There is also a vast number of other habitats that are segregated in various other ways, including ones where all permanent residents are uplifts inhabiting one of the various transgenic morphs, like the octomorph or neo-avian morphs. Other habitats are only open to residents with various enhanced morphs like exalts or mentons. There are even habitats where all residents must inhabit morphs that are all clones of one another. In almost all of these habitats, residents are free to add whatever augmentations they wish to their morphs, but some habitats forbid residents from changing their morph’s external appearance, and individuals who violate this rule are forced to leave the habitat if they refuse to reverse these changes.

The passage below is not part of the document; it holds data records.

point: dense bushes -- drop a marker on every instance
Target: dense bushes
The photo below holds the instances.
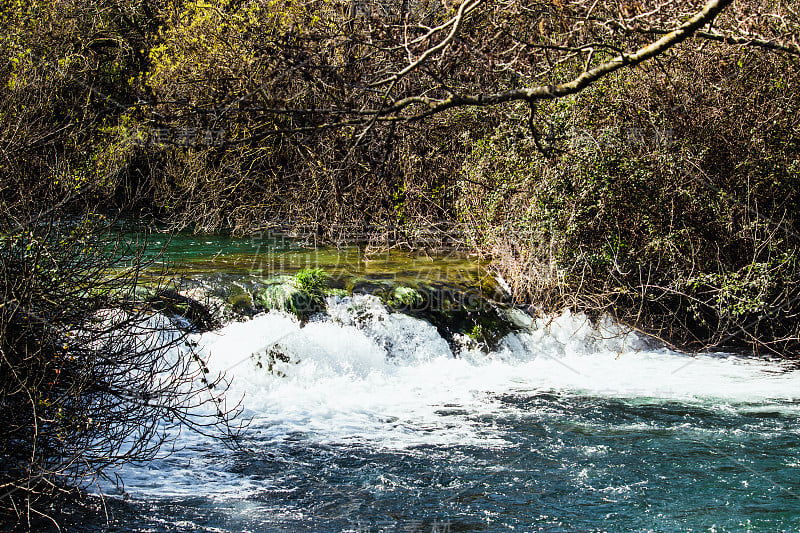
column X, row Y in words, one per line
column 665, row 194
column 671, row 201
column 90, row 376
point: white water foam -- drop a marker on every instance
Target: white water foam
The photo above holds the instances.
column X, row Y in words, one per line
column 364, row 375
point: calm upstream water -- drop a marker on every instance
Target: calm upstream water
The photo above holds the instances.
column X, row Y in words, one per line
column 375, row 424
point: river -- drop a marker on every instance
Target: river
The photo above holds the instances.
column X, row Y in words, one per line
column 377, row 423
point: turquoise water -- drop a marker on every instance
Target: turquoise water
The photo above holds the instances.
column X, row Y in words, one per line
column 383, row 426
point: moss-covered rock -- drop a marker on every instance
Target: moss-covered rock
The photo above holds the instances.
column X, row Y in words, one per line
column 303, row 294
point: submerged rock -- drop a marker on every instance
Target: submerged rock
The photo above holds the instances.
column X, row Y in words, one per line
column 171, row 303
column 303, row 294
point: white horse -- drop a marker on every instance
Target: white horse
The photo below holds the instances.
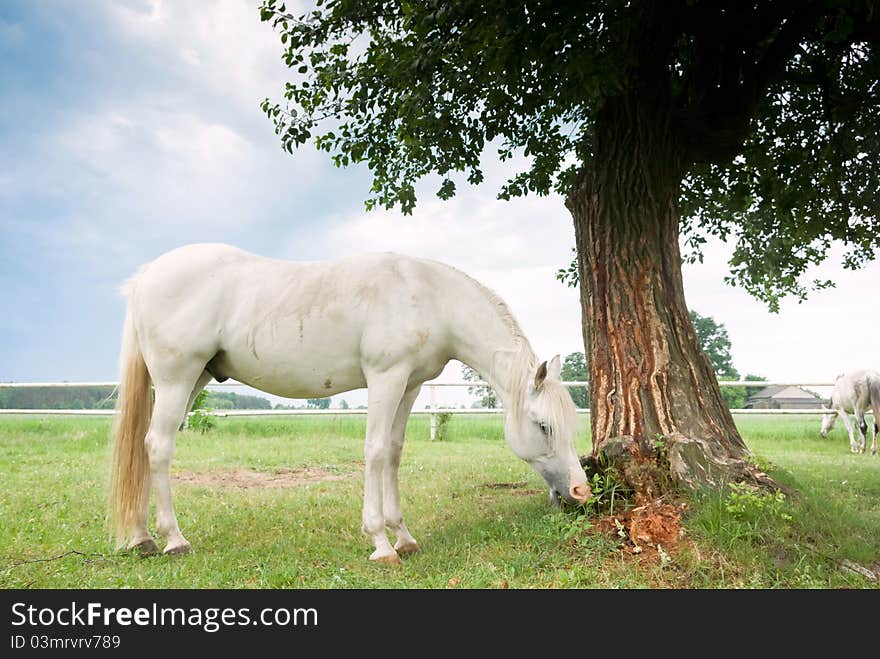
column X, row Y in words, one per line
column 854, row 393
column 307, row 329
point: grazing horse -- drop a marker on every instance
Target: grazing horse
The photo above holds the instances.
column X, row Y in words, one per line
column 313, row 329
column 854, row 393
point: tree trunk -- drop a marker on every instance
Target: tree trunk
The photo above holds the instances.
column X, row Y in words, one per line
column 653, row 394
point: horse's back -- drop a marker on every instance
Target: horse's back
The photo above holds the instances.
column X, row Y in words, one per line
column 297, row 328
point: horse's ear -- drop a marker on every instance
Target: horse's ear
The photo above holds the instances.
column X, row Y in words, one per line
column 541, row 375
column 554, row 369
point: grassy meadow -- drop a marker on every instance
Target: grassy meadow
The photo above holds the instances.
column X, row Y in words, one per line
column 276, row 503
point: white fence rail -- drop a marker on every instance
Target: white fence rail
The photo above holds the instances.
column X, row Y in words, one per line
column 433, row 410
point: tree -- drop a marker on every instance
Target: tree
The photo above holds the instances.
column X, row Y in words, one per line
column 574, row 369
column 658, row 122
column 486, row 395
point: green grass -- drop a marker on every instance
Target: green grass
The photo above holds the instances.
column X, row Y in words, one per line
column 53, row 535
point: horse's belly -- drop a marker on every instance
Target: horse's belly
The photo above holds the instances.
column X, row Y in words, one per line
column 309, row 362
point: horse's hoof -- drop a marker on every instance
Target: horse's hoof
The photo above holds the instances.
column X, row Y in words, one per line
column 407, row 549
column 145, row 548
column 178, row 550
column 390, row 559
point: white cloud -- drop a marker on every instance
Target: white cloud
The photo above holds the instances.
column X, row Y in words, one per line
column 221, row 46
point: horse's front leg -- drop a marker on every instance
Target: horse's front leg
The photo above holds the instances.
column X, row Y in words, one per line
column 863, row 432
column 384, row 393
column 848, row 425
column 393, row 512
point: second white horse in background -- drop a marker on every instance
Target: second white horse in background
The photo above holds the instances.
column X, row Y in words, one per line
column 854, row 393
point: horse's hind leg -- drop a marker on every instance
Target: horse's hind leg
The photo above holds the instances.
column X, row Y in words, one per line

Some habitats do away with the necessity of both life support and gravity. In these locations, all residents are infomorphs who either inhabit their own synth bodies or, in a few very eccentric cases, where all of the inhabitants are infomorphs who spend most of their existence in the habitat’s central computers. When they need to interact with the physical world, these infomorphs are free to use one of the many synthmorphs that the habitat owns and that the residents share among themselves. Although considered quite eccentric to many and horrifying to bioconservatives, habitats inhabited solely by synthmorphs or infomorphs are among the least expensive to build and maintain and are a low-cost way for groups of infomorph refugees from Earth to gain independence. Because individuals who choose this way of life have often spent a decade or more as infomorphs, this option often seems both familiar and in many ways more comfortable than inhabiting a living morph. As Earth becomes more distant in transhumanity’s collective memory, its traditions and social norms hold less sway and people feel more free to create and use new bodies and new ways of life to go along with them.